6. Back up your database and keep backups in safe place. Think what it would be if you had to start all over again! Scan old documents and photos, and keep backups of those. Remember that the dyes of old color photographs fade inexorably, so scan those before they are lost.

7. Store old documents and artifacts in archival storage systems. Protect from light, fading, fold-marks, paper acids, and handling. Transcribe [and carefullly proof your transcriptions] if you need to reference them often and they are subject to handling [such as the family pages often bound between Old and New Testaments in family Bibles, for example, or old letters folded in envelopes]. Be sure to keep the envelopes if you have them; they can be of great interest.

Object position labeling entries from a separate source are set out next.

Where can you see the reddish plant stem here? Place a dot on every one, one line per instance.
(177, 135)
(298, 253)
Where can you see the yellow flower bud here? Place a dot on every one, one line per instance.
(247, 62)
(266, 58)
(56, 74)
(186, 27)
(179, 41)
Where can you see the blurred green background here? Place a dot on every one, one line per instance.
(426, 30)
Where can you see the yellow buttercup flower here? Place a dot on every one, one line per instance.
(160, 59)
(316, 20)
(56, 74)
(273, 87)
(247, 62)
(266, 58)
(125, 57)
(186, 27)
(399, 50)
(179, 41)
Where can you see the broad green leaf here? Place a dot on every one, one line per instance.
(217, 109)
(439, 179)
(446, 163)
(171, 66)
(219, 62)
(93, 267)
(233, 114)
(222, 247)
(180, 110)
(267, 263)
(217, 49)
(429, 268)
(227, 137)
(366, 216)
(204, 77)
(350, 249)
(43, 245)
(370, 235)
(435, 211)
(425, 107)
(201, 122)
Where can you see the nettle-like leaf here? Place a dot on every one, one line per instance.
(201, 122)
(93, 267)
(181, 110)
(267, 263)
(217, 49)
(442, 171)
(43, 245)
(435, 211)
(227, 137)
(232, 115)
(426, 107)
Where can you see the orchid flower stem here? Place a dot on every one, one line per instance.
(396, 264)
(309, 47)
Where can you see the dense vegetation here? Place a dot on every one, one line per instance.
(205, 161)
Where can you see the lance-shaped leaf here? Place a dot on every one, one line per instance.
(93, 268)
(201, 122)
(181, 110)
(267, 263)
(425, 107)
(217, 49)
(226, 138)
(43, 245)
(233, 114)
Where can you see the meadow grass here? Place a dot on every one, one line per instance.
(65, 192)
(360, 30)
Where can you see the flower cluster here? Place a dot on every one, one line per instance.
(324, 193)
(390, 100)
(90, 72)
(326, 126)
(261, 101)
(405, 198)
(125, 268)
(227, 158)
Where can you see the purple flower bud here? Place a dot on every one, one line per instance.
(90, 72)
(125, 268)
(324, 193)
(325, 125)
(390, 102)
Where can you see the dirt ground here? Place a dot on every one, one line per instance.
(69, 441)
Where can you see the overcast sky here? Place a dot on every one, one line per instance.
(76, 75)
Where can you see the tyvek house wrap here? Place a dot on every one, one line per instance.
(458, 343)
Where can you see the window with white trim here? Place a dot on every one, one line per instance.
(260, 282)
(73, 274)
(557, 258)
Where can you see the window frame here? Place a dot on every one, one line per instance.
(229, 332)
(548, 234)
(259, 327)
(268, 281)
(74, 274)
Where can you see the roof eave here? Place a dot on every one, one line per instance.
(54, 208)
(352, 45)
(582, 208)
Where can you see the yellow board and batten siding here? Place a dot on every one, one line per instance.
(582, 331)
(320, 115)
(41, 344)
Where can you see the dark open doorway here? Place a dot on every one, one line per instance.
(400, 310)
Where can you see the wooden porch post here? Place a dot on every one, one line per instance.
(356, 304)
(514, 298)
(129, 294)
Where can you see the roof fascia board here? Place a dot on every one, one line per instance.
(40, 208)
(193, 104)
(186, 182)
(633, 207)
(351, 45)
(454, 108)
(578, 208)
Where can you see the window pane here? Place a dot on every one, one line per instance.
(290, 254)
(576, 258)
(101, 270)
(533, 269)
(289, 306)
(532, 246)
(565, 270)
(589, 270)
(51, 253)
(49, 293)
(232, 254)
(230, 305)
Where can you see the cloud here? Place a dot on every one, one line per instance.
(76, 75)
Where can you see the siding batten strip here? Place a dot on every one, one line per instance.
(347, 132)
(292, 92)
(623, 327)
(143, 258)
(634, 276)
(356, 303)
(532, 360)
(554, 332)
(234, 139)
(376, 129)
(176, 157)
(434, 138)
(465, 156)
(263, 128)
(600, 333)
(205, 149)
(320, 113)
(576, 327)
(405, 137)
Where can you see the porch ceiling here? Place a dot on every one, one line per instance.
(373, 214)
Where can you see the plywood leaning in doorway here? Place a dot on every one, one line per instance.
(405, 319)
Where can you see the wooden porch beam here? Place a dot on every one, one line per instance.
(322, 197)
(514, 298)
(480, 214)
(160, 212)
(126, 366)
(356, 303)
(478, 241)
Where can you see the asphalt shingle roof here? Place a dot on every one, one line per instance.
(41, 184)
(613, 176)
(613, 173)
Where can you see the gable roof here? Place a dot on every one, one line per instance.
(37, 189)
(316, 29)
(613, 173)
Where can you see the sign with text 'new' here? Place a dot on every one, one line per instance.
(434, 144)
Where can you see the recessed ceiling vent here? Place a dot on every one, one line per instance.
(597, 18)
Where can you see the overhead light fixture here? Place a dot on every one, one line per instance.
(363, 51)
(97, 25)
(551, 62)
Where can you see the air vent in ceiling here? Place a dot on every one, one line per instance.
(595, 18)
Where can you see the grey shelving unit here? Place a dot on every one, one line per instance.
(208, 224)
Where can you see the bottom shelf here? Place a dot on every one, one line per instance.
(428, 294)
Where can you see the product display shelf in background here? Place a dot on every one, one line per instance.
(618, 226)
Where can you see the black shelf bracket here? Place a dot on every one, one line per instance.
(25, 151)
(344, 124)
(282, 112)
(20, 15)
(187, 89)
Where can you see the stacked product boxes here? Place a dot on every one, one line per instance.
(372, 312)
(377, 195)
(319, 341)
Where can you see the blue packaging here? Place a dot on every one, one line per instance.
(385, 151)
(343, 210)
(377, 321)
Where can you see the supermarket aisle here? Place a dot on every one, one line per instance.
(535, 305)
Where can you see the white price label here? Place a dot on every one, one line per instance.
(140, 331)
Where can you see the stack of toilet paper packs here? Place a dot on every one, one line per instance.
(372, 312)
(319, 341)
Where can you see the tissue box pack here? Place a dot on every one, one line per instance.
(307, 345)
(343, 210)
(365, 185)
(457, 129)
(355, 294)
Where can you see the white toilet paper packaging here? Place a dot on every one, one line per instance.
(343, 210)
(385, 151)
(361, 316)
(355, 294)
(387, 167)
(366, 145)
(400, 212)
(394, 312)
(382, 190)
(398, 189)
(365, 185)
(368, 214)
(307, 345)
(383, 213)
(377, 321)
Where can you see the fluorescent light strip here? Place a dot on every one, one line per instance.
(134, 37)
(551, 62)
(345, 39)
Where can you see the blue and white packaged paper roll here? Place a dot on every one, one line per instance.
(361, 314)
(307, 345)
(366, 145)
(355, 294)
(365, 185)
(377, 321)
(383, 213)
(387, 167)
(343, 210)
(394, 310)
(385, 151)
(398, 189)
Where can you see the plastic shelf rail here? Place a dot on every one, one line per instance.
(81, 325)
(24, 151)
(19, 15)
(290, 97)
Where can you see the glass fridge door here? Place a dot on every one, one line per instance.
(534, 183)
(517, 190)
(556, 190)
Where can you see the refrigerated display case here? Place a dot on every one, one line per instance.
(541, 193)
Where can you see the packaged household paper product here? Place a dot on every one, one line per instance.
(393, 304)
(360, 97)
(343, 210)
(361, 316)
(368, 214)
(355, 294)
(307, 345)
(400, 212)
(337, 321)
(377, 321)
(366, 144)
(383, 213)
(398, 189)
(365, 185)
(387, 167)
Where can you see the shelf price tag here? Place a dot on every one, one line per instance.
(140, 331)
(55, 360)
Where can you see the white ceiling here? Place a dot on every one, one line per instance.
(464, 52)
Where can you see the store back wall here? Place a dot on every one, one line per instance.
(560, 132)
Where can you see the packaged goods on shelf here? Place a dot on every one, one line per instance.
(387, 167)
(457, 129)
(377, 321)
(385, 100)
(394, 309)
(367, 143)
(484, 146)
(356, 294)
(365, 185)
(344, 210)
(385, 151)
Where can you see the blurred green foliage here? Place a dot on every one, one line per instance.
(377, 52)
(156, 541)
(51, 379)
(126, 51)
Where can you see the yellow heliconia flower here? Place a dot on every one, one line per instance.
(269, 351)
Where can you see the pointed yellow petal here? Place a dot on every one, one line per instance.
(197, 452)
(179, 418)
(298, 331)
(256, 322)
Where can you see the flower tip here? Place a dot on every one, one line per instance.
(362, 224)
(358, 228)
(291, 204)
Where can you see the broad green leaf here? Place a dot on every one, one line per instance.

8. Join your local genealogy society if you have one. If you are lucky they will have a library to use, and in any case they will share experiences and enthusiasm and suggestions. Online, there are various resources and document storage libraries. Try USGenWeb for your states and counties of interest. Local genealogists will often do look-ups for you, and those sites often upload very local materials not otherwise available to you. Also look for local Historical Societies and local Genealogical Societies in places of interest; they, too, often will do look-ups or research locally for a very nominal fee. Keep your requests to-the-point. Don't ask for everything you have about six people and all their ancestors. Offer payment; include SASEs; thank them, other courtesies. One book I use a lot is the Redbook (pub. by Ancestry). It is great for maps of counties, when they became counties, other resources and mailing addresses, state-by-state. Do network with others.
Joan, thank you again for helping me with everything! I love the personal knowledge you have on the subject and the fact that you are out there helping everyone. It really takes a great person to go out of your way to help someone!
Some of my favorite free genealogy sites are:

Genealogywise has made it quickly to my favorites list already. As always double check any information on any site to make sure it's correct.

I started reseaching my family "roots" when I was in my late 20's;many moons ago now. I loved history already! One of my degree's is in History. I started off by taking a year's worth of a genealogy class at my local junior college. I'm proud to say I aced it.The invention of the personal computer has helped me because I live so far from my family "roots" & can't get there in person unfortunately. The computer also provides contact addresses for me.Another tip I use with pretty good success is writing Letters to the Editor in small town newspapers looking for descendants who still live in the same area were my ancestors lived. I have found several cousins through this method.Larger newspapers won't print letters of this sort. I also contact county libraries, in the same areas,for information.I have also joined local genealogy societies in the same area.
Thanks you everyone for your answers!